Wildcard edge β€” match any edge type between two vertices:

p1:person->?->p2:person

Edge filters β€” only match edges that satisfy a property condition:

p:person->directed[WHERE award = "Oscar"]->m:movie

Vertex filters β€” only match vertices satisfying a condition:

p:person[WHERE birth_date >= "2000-01-01"]->acted_in->m:movie

Multiple independent patterns in a single block β€” all must be satisfied for the action to fire:

/
  p:person->acted_in->m:movie
  p:person->directed->m:movie
  + p->acted_and_directed->m
/ -> m.title as movie, p.name as actor

πŸ”„ What Would It Look Like to Run This?

At a high level, the tool would:

  1. Read the configuration file and resolve any $variable placeholders passed on the command line.

  2. Stream data from each source into the graph β€” filtering rows, transforming them into vertices and edges via the load scripts, and persisting everything to the database.

  3. Watch the graph for pattern completions β€” as edges land, the tool continuously checks whether any of the declared patterns are now fully satisfied.

  4. Fire actions and print results immediately β€” the moment a match is found, the + edges are created and the projected output is flushed to stdout right away, without waiting for ingestion to finish.

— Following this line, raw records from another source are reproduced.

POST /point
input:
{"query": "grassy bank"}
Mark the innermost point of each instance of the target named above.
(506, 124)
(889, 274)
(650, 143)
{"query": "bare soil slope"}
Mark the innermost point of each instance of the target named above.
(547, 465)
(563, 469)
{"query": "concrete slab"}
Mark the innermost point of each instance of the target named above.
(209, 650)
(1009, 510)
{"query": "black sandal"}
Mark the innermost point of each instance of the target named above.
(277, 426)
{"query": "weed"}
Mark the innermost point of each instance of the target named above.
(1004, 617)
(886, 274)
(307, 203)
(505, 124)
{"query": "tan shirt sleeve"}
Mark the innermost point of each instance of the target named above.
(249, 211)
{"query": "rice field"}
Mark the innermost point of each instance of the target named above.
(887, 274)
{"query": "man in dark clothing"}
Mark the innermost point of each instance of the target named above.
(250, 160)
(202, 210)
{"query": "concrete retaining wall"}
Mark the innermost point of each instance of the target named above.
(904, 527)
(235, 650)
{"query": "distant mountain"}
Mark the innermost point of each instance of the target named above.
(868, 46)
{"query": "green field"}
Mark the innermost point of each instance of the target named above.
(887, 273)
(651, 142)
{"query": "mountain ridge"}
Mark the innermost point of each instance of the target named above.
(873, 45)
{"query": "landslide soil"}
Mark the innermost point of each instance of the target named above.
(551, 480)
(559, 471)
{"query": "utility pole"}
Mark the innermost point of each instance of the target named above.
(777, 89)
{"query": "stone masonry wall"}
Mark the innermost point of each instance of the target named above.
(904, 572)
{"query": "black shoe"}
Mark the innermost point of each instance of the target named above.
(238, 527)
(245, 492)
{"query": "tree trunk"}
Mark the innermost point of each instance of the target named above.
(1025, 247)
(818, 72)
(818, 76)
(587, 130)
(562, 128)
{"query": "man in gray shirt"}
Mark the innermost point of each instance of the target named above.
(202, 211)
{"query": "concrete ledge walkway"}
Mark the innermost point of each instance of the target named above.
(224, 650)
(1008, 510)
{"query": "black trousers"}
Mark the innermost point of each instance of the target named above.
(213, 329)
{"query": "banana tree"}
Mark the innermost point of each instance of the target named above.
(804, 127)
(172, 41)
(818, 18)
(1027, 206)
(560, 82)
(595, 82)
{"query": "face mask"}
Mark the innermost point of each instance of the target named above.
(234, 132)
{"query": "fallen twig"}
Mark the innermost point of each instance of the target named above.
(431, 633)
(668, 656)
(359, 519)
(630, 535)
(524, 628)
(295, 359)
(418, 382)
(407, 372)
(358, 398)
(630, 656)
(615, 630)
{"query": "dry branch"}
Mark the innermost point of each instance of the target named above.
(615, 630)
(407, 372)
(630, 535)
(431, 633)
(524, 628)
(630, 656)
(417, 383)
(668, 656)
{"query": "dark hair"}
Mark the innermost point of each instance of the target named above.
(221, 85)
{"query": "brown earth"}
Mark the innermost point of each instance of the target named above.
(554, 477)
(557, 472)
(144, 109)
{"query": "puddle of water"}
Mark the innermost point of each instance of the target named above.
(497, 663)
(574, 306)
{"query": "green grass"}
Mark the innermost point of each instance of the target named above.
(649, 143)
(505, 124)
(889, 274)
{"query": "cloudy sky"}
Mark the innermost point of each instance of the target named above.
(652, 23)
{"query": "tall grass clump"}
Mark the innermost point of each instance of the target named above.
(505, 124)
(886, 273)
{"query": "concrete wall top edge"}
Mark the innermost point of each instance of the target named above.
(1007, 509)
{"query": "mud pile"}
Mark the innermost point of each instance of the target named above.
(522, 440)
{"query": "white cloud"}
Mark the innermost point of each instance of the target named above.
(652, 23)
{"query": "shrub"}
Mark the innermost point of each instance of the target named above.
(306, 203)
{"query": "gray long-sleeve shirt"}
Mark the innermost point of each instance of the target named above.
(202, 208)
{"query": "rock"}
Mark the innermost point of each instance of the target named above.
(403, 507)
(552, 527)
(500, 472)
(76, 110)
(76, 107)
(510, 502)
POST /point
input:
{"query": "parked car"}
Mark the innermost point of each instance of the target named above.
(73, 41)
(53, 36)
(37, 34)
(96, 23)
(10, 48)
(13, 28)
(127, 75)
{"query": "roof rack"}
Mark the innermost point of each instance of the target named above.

This last point matters: matches don't accumulate and print at the end. They appear as soon as they're found, interleaved with ongoing ingestion. If you're streaming a large dataset, you'd start seeing output long before the last row is processed.

For the movie example, as soon as both the acted_in and directed edges involving Clint Eastwood and Unforgiven are present, the pattern is satisfied and a line appears on stdout. Morgan Freeman only acted, so he never completes the pattern β€” no false match, no output for him.

The system is also tolerant of edges arriving out of order. If a directed edge lands before the corresponding acted_in edge exists yet, the check is retried automatically once the missing piece shows up. You don't have to pre-sort your data or reason about arrival order.

The key design intent is that you never have to write a query. You declare the shape of what you're looking for and let the tool figure out when it exists.


🧠 Why This Configuration Style?

A few deliberate design choices worth calling out:

  • One file per source, multiple sources per file. The same CSV can produce vertices, edges, and genre tags all at once β€” by duplicating the source entry with different filters. No preprocessing step required.

  • VRL for transformations. It's expressive enough to handle type coercions, array splits, conditional logic, and nested structures, while being safe and sandboxed. No need to invent yet another mini-language for data wrangling.

  • Aliases as join keys. Using the same alias name to enforce vertex identity across pattern lines is a small syntax choice that turns out to be remarkably readable. The pattern says what you mean.

  • Declarative actions. The + syntax for derived edges mirrors the + syntax in the load scripts. Once you understand one, you understand the other.

  • Idempotent by construction. Derived edges get a deterministic ID from their endpoints, so running the same match twice is harmless. No deduplication logic to write, no risk of polluting the graph with duplicate relationships.

  • Results stream, they don't batch. Output is flushed to stdout the moment a match is confirmed. You can pipe the output, process it downstream, or just watch it in a terminal β€” it behaves like any other streaming Unix tool.


πŸ‘‰ TL;DR

Streaming graph pattern matching is about detecting when a meaningful subgraph completes β€” incrementally, as edges arrive, without scanning the whole graph.

A YAML config maps raw data to graph elements via VRL, and a declarative DSL expresses the patterns you care about. When a pattern matches, derived edges are created automatically.